Question Number 161156 by LEKOUMA last updated on 13/Dec/21
$${Calculate} \\ $$$$\underset{{x}\rightarrow+\infty} {\mathrm{lim}}\left(\mathrm{ln}\:\left(\mathrm{1}+{e}^{−{x}} \right)\right)^{\frac{\mathrm{1}}{{x}}} \\ $$$$\underset{{x}\rightarrow\mathrm{0}} {\mathrm{lim}}\left(\frac{{x}}{\mathrm{2}+\mathrm{sin}\:\frac{\mathrm{1}}{{x}}}\right) \\ $$$$\underset{{x}\rightarrow\mathrm{0}} {\mathrm{lim}}\left(\frac{{a}^{{x}} +{b}^{{x}} }{\mathrm{2}}\right)^{\frac{\mathrm{1}}{{x}}} \\ $$
Answered by qaz last updated on 13/Dec/21
$$\underset{\mathrm{x}\rightarrow+\infty} {\mathrm{lim}}\left(\mathrm{ln}\left(\mathrm{1}+\mathrm{e}^{−\mathrm{x}} \right)\right)^{\frac{\mathrm{1}}{\mathrm{x}}} \\ $$$$=\mathrm{exp}\underset{\mathrm{x}\rightarrow+\infty} {\mathrm{lim}}\frac{\mathrm{lnln}\left(\mathrm{1}+\mathrm{e}^{−\mathrm{x}} \right)}{\mathrm{x}} \\ $$$$=\mathrm{exp}\underset{\mathrm{x}\rightarrow+\infty} {\mathrm{lim}}\frac{\mathrm{ln}\left(\mathrm{1}+\mathrm{e}^{−\mathrm{x}} \right)−\mathrm{1}}{\mathrm{x}}........\mathrm{lnln}\left(\mathrm{1}+\mathrm{e}^{−\mathrm{x}} \right)\sim\mathrm{ln}\left(\mathrm{1}+\mathrm{e}^{−\mathrm{x}} \right)−\mathrm{1} \\ $$$$=\mathrm{1} \\ $$$$−−−−−−−−−−− \\ $$$$\underset{\mathrm{x}\rightarrow\mathrm{0}} {\mathrm{lim}}\left(\frac{\mathrm{x}}{\mathrm{2}+\mathrm{sin}\:\frac{\mathrm{1}}{\mathrm{x}}}\right)=\mathrm{0} \\ $$$$−−−−−−−−−−− \\ $$$$\underset{\mathrm{x}\rightarrow\mathrm{0}} {\mathrm{lim}}\left(\frac{\mathrm{a}^{\mathrm{x}} +\mathrm{b}^{\mathrm{x}} }{\mathrm{2}}\right)^{\frac{\mathrm{1}}{\mathrm{x}}} =\underset{\mathrm{x}\rightarrow\mathrm{0}} {\mathrm{lim}}\left(\mathrm{1}+\frac{\mathrm{1}}{\mathrm{2}}\mathrm{xln}\left(\mathrm{ab}\right)+\mathrm{o}\left(\mathrm{x}\right)\right)^{\frac{\mathrm{1}}{\mathrm{x}}} =\sqrt{\mathrm{ab}} \\ $$
Commented by stelor last updated on 14/Dec/21
please, I don't understand the third line , please explain me again.

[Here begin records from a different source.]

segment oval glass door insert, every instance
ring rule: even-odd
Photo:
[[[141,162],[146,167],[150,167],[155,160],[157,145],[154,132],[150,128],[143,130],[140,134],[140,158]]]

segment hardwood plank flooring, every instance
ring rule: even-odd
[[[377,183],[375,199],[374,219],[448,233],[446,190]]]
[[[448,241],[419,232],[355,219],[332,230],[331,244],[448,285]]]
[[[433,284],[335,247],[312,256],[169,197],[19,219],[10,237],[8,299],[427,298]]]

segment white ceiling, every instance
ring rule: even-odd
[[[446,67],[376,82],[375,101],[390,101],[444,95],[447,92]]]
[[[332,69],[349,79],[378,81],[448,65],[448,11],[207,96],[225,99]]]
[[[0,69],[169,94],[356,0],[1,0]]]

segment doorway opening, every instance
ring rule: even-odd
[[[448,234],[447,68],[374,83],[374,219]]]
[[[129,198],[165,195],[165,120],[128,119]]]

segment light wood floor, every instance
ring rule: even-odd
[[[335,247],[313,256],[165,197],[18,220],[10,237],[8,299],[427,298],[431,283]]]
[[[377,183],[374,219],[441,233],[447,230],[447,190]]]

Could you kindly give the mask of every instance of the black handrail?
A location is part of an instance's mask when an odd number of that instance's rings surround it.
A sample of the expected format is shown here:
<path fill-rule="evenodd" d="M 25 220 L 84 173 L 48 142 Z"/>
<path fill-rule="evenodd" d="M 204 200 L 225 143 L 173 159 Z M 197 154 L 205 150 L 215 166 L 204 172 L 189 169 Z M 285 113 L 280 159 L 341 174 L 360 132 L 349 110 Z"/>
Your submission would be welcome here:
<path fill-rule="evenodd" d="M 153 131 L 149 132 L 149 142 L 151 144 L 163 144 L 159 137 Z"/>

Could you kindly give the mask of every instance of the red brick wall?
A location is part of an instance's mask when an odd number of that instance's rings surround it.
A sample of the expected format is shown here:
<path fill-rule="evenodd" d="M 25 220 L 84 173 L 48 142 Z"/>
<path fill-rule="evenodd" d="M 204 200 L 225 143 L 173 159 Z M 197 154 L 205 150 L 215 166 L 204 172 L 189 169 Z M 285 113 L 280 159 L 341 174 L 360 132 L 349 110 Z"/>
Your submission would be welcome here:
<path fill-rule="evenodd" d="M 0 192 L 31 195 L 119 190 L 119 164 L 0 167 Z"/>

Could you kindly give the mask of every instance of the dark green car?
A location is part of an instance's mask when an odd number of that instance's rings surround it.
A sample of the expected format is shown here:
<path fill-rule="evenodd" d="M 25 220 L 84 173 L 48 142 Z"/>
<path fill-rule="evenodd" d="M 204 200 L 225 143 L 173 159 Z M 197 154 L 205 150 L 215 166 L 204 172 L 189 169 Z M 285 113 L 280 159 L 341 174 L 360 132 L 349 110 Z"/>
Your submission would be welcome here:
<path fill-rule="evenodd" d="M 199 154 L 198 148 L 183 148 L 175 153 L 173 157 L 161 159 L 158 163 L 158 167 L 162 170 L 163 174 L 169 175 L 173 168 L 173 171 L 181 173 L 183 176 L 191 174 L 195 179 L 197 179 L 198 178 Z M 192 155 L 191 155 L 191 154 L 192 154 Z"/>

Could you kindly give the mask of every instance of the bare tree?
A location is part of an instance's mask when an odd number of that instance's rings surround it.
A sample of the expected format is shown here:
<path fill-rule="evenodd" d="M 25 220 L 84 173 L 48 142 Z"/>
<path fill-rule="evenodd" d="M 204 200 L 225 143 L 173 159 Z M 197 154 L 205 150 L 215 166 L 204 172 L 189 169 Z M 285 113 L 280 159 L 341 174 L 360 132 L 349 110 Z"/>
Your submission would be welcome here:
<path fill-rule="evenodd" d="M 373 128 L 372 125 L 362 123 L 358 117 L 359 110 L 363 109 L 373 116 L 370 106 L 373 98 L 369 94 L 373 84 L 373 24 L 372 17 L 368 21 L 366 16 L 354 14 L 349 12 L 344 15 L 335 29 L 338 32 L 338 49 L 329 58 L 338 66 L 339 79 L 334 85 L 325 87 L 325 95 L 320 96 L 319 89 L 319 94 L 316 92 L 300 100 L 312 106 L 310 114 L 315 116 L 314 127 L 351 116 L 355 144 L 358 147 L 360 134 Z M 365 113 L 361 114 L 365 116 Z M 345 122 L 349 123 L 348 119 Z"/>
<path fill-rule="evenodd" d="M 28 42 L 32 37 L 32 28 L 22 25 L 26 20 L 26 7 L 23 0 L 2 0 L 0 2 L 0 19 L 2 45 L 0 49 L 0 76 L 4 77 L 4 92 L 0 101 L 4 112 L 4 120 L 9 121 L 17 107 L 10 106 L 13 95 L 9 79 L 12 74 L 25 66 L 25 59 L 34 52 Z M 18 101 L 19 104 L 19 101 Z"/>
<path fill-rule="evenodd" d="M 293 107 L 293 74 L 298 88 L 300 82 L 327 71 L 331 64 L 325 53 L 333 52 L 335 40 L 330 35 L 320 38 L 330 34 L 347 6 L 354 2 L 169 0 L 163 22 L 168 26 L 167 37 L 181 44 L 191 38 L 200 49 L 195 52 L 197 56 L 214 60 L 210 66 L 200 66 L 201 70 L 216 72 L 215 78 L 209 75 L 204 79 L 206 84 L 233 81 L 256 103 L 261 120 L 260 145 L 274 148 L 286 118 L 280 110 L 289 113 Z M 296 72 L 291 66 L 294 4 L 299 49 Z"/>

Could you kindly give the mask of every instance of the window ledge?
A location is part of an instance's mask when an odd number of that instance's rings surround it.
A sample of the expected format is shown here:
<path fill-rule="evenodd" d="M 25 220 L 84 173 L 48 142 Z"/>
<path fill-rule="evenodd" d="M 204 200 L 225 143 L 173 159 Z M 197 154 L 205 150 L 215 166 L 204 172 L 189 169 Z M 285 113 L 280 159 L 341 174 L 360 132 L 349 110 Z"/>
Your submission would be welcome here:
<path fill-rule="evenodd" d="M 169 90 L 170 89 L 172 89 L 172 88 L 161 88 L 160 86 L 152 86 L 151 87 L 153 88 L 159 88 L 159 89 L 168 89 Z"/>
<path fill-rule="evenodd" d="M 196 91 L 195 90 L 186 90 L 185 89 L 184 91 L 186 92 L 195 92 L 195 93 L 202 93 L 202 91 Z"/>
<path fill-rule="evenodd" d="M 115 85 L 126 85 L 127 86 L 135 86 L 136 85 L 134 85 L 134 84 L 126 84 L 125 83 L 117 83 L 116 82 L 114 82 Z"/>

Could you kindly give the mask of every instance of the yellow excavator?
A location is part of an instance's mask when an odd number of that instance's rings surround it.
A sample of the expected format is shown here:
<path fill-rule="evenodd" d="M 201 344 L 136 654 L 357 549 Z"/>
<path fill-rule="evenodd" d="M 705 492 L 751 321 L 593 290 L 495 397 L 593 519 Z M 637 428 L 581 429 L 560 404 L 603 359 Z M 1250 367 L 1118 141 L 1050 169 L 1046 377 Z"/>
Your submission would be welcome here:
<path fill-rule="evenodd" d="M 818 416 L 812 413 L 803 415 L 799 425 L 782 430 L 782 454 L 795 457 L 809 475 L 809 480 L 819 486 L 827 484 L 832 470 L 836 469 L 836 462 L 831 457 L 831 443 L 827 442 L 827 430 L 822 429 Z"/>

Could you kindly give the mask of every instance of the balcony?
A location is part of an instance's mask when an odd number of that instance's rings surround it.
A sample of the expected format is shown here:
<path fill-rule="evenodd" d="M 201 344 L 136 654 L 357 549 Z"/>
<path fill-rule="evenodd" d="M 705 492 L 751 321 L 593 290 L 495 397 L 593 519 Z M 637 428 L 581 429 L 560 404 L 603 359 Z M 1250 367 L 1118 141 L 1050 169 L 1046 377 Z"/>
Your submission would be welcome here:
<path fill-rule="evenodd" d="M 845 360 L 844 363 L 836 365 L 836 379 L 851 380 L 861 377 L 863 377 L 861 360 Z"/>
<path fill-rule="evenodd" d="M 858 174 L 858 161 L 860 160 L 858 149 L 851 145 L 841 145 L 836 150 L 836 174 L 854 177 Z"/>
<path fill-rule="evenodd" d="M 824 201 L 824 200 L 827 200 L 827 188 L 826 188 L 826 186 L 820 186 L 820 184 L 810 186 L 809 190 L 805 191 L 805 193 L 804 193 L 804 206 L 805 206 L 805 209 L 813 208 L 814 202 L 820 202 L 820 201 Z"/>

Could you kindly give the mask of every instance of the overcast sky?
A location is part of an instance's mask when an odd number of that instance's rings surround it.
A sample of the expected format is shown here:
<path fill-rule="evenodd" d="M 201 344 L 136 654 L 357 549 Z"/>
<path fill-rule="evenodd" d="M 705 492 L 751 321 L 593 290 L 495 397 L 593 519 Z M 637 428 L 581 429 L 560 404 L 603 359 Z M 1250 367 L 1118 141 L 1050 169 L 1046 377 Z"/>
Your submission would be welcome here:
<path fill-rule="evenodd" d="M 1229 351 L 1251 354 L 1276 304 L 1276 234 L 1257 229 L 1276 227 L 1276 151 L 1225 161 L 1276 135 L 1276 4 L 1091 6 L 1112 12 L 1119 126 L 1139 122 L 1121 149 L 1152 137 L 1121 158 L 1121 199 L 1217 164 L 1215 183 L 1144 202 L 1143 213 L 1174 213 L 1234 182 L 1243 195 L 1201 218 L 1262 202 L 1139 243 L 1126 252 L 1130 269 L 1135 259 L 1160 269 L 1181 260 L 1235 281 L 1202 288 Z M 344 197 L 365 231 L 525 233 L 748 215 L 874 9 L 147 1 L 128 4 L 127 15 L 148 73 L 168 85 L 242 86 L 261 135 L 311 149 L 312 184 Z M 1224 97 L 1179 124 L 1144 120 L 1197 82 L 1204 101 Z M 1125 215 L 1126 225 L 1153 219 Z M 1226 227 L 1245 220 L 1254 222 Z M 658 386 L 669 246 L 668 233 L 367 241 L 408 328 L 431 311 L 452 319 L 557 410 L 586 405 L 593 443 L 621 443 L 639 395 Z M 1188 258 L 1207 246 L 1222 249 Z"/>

Commented by stelor last updated on 14/Dec/21
third of first limit.
Commented by qaz last updated on 15/Dec/21
$$\mathrm{this}\:\mathrm{is}\:\mathrm{infinitesimal}\:\mathrm{equivalent}\:\mathrm{substitution}. \\ $$$$\underset{\mathrm{x}\rightarrow\mathrm{0}} {\mathrm{lim}}\frac{\mathrm{ln}\left(\mathrm{1}+\mathrm{x}\right)}{\mathrm{x}}=\mathrm{1}\:\:\Rightarrow\:\:\mathrm{ln}\left(\mathrm{1}+\mathrm{x}\right)\sim\mathrm{x}\:\:\Rightarrow\:\:\mathrm{lnx}\sim\mathrm{x}−\mathrm{1} \\ $$